Les caímos encima como un rayo, después de cabalgar al galope el trecho que nos separaba de donde se estaban concentrando, delante de la comitiva del Emperador. Azucé a mi escuálido jamelgo, ya en las últimas después de un mes desenterrando raíces  para él en torno a Moscú, para que comiera algo y no se me muriera entre las piernas, quitándomelas a mí mismo de la boca como aquel que dice, cuando se me cortó el hipo de golpe: un cosaco, desenganchado del grupo que peleaba a cara de perro con el de Rapp, se acercaba trotando a Júpiter. Con las intenciones que se puede uno imaginar: más mala idea que un caimán. Nada bueno. Suerte que reaccioné a tiempo, y eso que no se veía, literalmente, una puñetera mierda, con la bruma confundiendo uniformes, hojas mates saliendo y entrando de mi campo de visión, espaldas contorsionándose, aceros chocando por todas partes como los masteleros de los barcos en los muelles cuando hay tormenta, imprecaciones en muchos idiomas distintos. Una jodida locura, con todo chorreando por culpa de la niebla. Capote, casaca, guantes, chacó. Todo. De pronto veo al cosaco irse para Napoleón levantando la lanza y mascullando algo en el idioma ese que hablan en la puta taiga.

Fui hacia él y le di las gracias a todos los santos del cielo porque mi montura aún conservase la gracilidad de hace meses, cuando cruzamos el Niemen y todo era Jauja. Le metí un sablazo por la espalda, justo cuando el Emperador ya alzaba la mirada hacia nosotros y, puedo dar fe de eso, abría la boca como queriendo decir algo. Sin concretarlo. No observé más señales de vida en su rostro. El cosaco dejó de gritar de inmediato, entre otras cosas porque del sablazo se cayó hacia un costado; le arreé con los nudillos apretados en los cuartos traseros a su caballo, un magnífico ejemplar del Don, pequeño y poderoso, y respiré aliviado mientras el tipo era arrastrado hacia la niebla con la bota enganchada en el estribo. Se alejó sin decir nada, tragado por la mortaja neblinosa que nos envolvía, como un buen paisano. Sin duda era un tipo sobrio, también en la derrota. Miré al Emperador y el Emperador me miró a mí. Sólo pude empezar a sentir la excitación eléctrica que sucedía cada vez que Júpiter te miraba, incluso cuando te miraba como me miró a mí entonces, yerto y hasta ensimismado en su propio miedo, porque de pronto escuché un silbido a mi derecha.
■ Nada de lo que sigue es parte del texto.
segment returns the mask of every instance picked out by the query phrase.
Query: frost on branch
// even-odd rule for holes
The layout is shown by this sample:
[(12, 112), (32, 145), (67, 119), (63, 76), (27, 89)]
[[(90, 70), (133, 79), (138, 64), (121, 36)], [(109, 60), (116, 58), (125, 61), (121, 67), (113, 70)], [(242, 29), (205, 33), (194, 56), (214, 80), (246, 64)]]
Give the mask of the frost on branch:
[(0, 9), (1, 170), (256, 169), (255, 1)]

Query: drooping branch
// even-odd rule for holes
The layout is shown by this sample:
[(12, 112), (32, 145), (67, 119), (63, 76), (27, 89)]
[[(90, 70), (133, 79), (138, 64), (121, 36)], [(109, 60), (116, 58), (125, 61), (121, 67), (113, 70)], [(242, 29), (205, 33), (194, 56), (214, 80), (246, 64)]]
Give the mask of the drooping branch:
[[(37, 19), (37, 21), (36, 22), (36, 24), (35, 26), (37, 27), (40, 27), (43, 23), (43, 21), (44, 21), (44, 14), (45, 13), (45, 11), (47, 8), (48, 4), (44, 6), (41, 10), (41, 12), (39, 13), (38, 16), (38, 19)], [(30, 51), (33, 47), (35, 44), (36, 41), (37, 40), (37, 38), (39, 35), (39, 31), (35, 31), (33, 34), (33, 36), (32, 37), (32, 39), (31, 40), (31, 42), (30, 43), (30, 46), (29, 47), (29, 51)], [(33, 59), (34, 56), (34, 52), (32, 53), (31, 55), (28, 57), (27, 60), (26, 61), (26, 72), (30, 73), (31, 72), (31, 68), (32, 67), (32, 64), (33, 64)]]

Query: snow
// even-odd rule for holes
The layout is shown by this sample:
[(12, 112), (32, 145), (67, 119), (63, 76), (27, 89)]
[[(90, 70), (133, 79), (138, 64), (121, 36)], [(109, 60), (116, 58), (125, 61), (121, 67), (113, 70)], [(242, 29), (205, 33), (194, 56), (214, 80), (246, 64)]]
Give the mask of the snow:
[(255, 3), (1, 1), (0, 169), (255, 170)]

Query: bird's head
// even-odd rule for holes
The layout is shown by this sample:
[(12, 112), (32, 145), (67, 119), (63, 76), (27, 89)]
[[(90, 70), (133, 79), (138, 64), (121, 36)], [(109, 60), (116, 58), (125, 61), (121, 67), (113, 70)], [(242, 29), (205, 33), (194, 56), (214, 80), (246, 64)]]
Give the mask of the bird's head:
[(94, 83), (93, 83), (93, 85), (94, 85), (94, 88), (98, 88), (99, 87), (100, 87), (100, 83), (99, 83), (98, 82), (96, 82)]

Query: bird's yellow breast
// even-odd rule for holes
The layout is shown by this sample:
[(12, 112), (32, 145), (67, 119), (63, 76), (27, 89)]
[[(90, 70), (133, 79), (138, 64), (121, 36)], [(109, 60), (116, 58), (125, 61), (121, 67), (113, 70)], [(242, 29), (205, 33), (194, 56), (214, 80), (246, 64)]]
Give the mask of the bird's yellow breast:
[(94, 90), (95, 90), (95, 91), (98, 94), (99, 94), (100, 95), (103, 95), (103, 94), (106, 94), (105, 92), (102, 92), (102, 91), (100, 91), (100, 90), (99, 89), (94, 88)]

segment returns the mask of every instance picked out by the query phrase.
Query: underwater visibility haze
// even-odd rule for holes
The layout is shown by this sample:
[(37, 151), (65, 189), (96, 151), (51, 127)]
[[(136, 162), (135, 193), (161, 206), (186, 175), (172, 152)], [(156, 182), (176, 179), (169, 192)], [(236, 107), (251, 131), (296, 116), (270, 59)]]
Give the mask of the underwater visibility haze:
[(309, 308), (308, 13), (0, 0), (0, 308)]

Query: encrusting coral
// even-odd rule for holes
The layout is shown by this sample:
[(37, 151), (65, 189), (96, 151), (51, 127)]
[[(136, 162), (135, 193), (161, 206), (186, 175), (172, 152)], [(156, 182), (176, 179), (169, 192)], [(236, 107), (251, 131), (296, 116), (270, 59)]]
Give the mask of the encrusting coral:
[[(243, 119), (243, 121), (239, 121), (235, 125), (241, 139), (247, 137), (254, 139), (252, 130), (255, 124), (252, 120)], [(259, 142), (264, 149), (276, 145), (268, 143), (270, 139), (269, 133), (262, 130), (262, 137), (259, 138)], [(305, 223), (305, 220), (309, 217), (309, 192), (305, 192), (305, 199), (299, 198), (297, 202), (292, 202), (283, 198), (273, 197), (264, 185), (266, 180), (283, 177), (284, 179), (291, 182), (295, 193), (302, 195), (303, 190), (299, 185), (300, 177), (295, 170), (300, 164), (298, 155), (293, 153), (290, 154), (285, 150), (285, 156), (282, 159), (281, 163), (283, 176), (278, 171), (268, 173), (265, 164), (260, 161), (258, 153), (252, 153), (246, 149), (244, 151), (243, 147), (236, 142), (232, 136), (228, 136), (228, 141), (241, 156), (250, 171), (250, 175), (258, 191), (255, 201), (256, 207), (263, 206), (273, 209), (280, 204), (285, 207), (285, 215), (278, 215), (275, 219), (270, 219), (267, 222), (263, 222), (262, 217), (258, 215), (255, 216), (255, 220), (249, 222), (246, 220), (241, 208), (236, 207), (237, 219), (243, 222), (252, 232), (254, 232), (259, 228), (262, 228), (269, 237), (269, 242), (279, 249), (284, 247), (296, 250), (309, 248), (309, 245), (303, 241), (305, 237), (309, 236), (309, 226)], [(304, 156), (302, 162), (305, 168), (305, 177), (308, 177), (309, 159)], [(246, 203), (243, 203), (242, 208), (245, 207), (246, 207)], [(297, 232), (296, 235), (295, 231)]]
Y en eso que me veo a un tío viniendo hacia el Emperador a toda hostia con una lanza en ristre, como los caballeros medievales que se metían mano en las justas aquellas que organizaban para impresionar a las damas. Mi cerebro sólo procesó una cosa: peligro. Danger. El tipo venía con una lanza cosaca, en actitud más que sospechosa; además, una pelliza oscura y un gorro de piel encasquetado lo hacían parecer lo que en efecto parecía: un cosaco, uno de los últimos pues ya Rapp y sus cazadores, repuestos del primer susto, habían logrado reducir la primera embestida del manantial de cosacos furiosos que salían del bosque; lo veo venir y no me lo pienso. Taconeo los pobres muslos, todo pellejo, de mi caballo, en las últimas pero de verdad, lo enfilo y sin darle lugar ni siquiera a mirarme le metí un sablazo bajo el brazo, justo entre la clavícula y las costillas. Pam. Escuché el crujido y sentí el tarascazo en la raíz de mi propio brazo. Un chasquido doloroso, como una descarga, me forzó a abrir la mano y cuando me di cuenta miré hacia atrás y vi mi sable ensartado en el cuerpo del fulano. Al que por cierto, veo caerse lentamente, desplomándose a peso muerto, plof, de la montura, ante la mirada incrédula de todos los que me rodeaban.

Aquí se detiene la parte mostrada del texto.